But this week at Royal Liverpool, Tiger Woods played the perfect British Open for his late father, Earl. Woods' 11th major championship, tying Walter Hagen for second all-time behind Jack Nicklaus and his 18 titles, was won with steel-cold nerve and precision. Then it was celebrated with raw emotion.

Woods came off the 18th green Sunday after an incredible 5-under-par 67 for a 270 total and a two-shot victory over the gritty Chris DiMarco, and his feelings let loose. He sobbed, trembling while in the arms of his caddie, Steve Williams. Then he exchanged hugs and tears with wife Elin, coach Hank Haney and his entire traveling party.

What he would have liked most of all was one more hug from his father, who died on May 3 after shaping the career of the best player in the world.

"I'm kind of the one who bottles things up and moves on. At that moment it just came pouring out and of all the things that my father has meant to me and the game of golf, and I just wish he could have seen it one more time," Woods explained. "I was pretty bummed out after not winning the Masters because I knew that was the last major he was ever going to see."

Tiger Woods celebrates after winning the British Open by two strokes over Chris DiMarco. Woods won his 11th major Sunday in Hoylake, England.

Tiger Woods celebrates after winning the British Open by two strokes over Chris DiMarco. Woods won his 11th major Sunday in Hoylake, England.

Earl would have been proud of this one, too, and not only because his son became the first since Tom Watson in '82 and '83 to defend the claret jug.

Tiger thought his way around Hoylake the way his father taught him to think.

Phil Mickelson may be renowned for his game plans at majors, but Woods took it to a new level by devising a strategy that took Royal Liverpool's devious fairway bunkers out of play and allowed him to fire at greens. In doing so, he became the first player to win a major without his driver, using it once all week, that on Thursday. That was the last time the famous Tiger head cover came off as he finished one shot off his own scoring record of 19-under set at St. Andrews in 2000.

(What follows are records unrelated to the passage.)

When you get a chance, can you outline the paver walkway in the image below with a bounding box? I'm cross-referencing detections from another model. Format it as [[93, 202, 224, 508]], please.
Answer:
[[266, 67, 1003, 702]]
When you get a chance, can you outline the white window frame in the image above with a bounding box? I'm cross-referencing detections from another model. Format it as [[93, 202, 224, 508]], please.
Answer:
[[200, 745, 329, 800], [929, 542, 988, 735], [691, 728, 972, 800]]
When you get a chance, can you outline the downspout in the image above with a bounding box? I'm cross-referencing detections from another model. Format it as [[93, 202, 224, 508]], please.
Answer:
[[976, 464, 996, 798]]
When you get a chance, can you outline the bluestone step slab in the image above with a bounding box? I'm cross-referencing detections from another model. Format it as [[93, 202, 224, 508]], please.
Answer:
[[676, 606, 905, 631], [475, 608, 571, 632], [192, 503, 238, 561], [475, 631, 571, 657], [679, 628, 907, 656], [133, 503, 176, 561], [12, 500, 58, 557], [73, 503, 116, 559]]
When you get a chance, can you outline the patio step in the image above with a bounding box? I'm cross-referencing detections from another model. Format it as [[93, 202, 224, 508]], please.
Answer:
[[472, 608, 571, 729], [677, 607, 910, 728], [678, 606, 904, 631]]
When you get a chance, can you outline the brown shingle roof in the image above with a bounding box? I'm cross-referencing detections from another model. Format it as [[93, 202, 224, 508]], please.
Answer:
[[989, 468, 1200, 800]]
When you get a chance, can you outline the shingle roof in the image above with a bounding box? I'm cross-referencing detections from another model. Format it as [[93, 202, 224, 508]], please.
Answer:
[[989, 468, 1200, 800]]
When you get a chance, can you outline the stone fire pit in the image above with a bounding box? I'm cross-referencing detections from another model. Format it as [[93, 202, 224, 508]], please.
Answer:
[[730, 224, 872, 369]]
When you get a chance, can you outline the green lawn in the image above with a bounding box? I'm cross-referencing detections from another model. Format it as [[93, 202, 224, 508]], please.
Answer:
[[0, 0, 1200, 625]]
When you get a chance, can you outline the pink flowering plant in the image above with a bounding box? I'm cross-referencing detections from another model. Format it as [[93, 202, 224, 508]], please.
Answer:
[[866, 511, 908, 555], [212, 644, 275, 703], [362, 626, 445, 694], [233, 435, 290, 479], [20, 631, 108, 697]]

Woods called it one of his best ball-striking weeks ever as far as control, especially since he had to hit so many long irons off tees and into greens - more, he said, than at any previous tournament. He wore out his 2-iron.

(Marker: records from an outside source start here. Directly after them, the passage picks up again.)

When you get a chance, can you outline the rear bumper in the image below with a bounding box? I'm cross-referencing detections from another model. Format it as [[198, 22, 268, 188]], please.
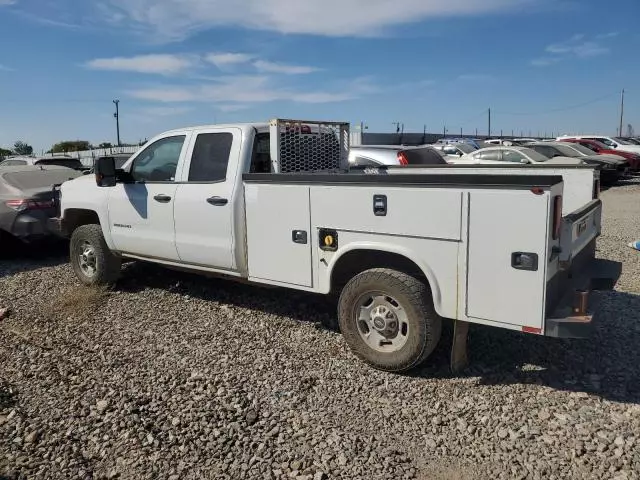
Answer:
[[47, 217, 67, 237], [544, 253, 622, 338]]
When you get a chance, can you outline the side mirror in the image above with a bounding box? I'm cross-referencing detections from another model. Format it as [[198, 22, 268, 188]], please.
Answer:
[[94, 157, 116, 187]]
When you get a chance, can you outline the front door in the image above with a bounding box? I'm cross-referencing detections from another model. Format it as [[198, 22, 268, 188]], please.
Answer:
[[174, 128, 244, 271], [109, 134, 188, 261]]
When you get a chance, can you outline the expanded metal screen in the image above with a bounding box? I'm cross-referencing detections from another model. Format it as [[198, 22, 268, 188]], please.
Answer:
[[270, 119, 349, 173]]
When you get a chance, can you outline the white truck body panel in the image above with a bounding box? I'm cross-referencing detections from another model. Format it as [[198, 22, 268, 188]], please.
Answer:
[[467, 190, 549, 329], [386, 165, 600, 215], [245, 185, 314, 288]]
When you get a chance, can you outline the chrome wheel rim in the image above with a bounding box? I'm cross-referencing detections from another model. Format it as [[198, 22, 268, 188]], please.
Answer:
[[355, 292, 409, 353], [78, 241, 98, 277]]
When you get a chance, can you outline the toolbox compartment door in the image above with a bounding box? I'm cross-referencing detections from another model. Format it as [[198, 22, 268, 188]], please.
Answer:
[[467, 190, 550, 329]]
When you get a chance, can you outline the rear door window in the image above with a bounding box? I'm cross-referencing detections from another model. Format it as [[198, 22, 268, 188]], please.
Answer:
[[189, 132, 233, 182]]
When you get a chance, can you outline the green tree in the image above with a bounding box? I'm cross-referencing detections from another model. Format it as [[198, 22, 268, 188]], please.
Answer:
[[49, 140, 92, 153], [13, 140, 33, 155]]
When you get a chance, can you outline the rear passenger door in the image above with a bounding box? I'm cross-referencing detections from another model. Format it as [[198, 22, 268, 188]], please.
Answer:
[[174, 128, 242, 271]]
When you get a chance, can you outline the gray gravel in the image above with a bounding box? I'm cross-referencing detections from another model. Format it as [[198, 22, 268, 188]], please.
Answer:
[[0, 184, 640, 480]]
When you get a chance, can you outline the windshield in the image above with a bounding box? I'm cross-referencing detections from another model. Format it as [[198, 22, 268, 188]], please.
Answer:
[[556, 145, 593, 157], [519, 148, 549, 162], [570, 143, 605, 156], [456, 143, 477, 153]]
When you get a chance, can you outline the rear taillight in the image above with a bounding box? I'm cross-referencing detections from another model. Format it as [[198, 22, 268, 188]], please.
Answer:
[[398, 152, 409, 165], [4, 199, 53, 212], [553, 195, 562, 240]]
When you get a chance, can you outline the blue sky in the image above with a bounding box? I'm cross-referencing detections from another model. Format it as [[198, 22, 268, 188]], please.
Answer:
[[0, 0, 640, 150]]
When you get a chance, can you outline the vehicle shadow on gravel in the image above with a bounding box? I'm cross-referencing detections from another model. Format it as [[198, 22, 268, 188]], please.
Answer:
[[411, 291, 640, 404], [117, 262, 640, 404], [117, 262, 338, 331], [0, 237, 69, 278]]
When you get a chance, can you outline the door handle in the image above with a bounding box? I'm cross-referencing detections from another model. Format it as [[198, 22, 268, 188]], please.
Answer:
[[153, 194, 171, 203], [207, 197, 229, 207]]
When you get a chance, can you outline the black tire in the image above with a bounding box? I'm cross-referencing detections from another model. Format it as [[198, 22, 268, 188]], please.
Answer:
[[338, 268, 442, 372], [69, 225, 122, 286]]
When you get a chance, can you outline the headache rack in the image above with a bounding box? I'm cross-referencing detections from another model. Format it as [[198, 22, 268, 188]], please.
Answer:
[[269, 118, 349, 173]]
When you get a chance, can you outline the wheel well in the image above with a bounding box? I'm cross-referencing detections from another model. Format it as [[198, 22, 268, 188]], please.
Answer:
[[331, 250, 429, 292], [64, 208, 100, 235]]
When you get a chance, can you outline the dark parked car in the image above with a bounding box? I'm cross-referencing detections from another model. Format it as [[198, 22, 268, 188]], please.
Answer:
[[527, 142, 629, 185], [559, 138, 640, 171], [0, 165, 82, 242]]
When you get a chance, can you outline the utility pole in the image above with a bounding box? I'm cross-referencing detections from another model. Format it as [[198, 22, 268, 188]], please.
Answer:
[[618, 88, 624, 137], [113, 100, 120, 146]]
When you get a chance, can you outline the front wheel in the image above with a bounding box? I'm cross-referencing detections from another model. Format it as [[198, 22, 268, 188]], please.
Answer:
[[69, 225, 122, 286], [338, 268, 442, 372]]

An emotional Tiger Woods, right, walks off the 18th green with caddie Steve Williams after Woods won the British Open. Woods won Sunday in Hoylake, England, and dedicated the victory to his departed father.

An emotional Tiger Woods, right, walks off the 18th green with caddie Steve Williams after Woods won the British Open. Woods won Sunday in Hoylake, England, and dedicated the victory to his departed father.

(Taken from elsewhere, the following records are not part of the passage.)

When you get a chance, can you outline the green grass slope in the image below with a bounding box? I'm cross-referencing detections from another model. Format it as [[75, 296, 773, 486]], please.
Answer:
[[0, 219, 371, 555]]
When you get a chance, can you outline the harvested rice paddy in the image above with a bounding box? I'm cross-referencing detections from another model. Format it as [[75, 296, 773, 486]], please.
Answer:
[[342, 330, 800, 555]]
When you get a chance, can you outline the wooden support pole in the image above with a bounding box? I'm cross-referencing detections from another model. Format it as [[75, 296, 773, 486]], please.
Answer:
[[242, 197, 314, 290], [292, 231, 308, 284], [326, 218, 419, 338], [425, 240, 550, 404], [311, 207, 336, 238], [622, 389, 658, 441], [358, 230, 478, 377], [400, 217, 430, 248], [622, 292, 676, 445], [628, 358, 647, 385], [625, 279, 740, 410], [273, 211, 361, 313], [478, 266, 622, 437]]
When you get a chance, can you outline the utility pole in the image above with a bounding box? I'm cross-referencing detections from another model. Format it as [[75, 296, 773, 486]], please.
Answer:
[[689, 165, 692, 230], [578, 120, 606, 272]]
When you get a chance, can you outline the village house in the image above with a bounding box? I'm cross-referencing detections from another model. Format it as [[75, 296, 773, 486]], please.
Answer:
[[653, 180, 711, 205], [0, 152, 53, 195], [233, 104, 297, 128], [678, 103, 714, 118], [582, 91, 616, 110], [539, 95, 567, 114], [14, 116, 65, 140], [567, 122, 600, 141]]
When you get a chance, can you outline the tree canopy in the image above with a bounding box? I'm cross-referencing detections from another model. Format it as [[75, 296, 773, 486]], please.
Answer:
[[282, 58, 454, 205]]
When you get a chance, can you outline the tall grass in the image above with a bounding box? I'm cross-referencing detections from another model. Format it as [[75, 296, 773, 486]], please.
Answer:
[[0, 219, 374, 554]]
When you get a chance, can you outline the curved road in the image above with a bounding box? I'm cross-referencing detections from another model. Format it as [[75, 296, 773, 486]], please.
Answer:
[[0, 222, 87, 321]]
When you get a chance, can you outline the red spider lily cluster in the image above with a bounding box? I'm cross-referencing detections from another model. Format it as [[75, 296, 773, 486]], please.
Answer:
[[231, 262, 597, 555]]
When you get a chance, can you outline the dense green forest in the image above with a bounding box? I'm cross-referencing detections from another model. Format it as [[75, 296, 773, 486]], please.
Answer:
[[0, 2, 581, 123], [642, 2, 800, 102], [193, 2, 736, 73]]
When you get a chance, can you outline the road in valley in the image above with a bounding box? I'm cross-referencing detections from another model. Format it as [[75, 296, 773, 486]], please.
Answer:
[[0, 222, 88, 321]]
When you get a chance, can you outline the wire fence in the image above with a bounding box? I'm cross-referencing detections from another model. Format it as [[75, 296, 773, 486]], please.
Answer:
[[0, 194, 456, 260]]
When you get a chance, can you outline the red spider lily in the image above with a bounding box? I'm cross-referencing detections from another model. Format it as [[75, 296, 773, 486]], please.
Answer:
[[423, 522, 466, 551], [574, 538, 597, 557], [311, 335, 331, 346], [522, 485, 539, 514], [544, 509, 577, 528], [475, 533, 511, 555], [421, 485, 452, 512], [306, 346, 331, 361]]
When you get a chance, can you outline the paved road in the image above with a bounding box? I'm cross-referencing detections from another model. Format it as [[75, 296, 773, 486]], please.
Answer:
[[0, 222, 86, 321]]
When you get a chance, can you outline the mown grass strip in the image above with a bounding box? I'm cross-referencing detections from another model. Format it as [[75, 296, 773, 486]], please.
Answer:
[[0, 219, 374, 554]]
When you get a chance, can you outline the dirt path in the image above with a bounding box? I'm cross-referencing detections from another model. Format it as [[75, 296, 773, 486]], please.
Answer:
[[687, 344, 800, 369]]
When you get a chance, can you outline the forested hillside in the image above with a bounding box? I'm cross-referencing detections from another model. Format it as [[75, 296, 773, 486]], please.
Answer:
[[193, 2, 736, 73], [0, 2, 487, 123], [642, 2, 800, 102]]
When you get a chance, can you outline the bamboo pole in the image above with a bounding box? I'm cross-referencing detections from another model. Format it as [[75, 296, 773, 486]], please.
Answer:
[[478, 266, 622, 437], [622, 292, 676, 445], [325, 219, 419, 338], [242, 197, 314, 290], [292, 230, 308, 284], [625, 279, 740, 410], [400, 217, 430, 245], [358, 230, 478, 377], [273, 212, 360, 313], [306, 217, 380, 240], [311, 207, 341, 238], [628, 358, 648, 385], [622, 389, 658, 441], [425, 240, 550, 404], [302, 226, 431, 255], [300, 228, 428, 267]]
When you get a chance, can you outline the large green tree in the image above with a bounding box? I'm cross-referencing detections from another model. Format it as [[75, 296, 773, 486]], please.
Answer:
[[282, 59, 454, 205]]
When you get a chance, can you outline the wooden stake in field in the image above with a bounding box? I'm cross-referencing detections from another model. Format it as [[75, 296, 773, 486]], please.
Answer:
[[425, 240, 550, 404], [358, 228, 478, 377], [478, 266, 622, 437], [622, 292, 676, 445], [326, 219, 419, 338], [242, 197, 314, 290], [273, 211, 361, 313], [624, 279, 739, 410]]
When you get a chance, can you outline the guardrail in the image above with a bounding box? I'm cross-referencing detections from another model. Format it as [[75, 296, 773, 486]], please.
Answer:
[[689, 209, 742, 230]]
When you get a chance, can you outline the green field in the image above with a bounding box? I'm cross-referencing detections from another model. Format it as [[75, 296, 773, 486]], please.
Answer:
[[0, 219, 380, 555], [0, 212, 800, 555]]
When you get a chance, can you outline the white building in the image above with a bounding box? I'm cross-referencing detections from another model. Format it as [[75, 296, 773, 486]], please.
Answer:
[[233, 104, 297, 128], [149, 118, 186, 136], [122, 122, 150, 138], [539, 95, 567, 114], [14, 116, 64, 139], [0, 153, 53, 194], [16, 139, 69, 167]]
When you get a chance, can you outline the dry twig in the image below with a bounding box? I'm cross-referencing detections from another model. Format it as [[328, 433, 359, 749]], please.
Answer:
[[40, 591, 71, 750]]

"If you ask Steve Williams, Tiger missed two iron shots all week and I guess you can put a third one on 12 today . . . so two iron shots in 72 holes," Haney said. "That's pretty zoned in the whole go-round."

It was the 11th time in 11 tries that Woods was able to protect a 54-hole lead at a major, and except for DiMarco, who pushed Woods with five birdies on the back side, Saturday's impressive leaderboard zoned out.

Jim Furyk found a bunker with his first approach shot and bogeyed the first two holes and three of his first seven. Angel Cabrera tripled No. 2. Even DiMarco (whose mother, Norma, died on July 4) blocked his opening tee shot and made bogey on the first hole.

Then there was Woods' playing partner, Sergio Garcia, appropriately attired in yellow. His high point was bombing his driver off the first tee to thunderous cheers. Then he impaled himself on his putter, missing a four-footer on the second and a two-footer on the third. As the round went on, the man who owns a 74.0 Sunday scoring average predictably folded under the pressure.

Woods shared the lead only once, that after Ernie Els birdied the par-5 fifth. Then Tiger got to the same hole, hit two perfect shots and sank a 25-foot putt for eagle. When Els failed to take advantage of a huge break - his tee shot bouncing back to the fairway from the out of bounds area on No. 8 - by promptly landing in the greenside bunker, the Big Easy was done.

Woods eventually put it away after his only bogey of the day, on No. 12, had allowed DiMarco to pull within one. He birdied three straight holes - Nos. 14, 15 and 16 - and that was the ballgame.

A "stress-free" walk up the 18th fairway allowed his thoughts to move to his father.

"When Tiger played the Masters, it was the only time I saw him try too hard. He wanted to win so badly, he couldn't execute," Williams said. "Today there was obviously a calmness about him. There was no doubt he was doing it for his dad."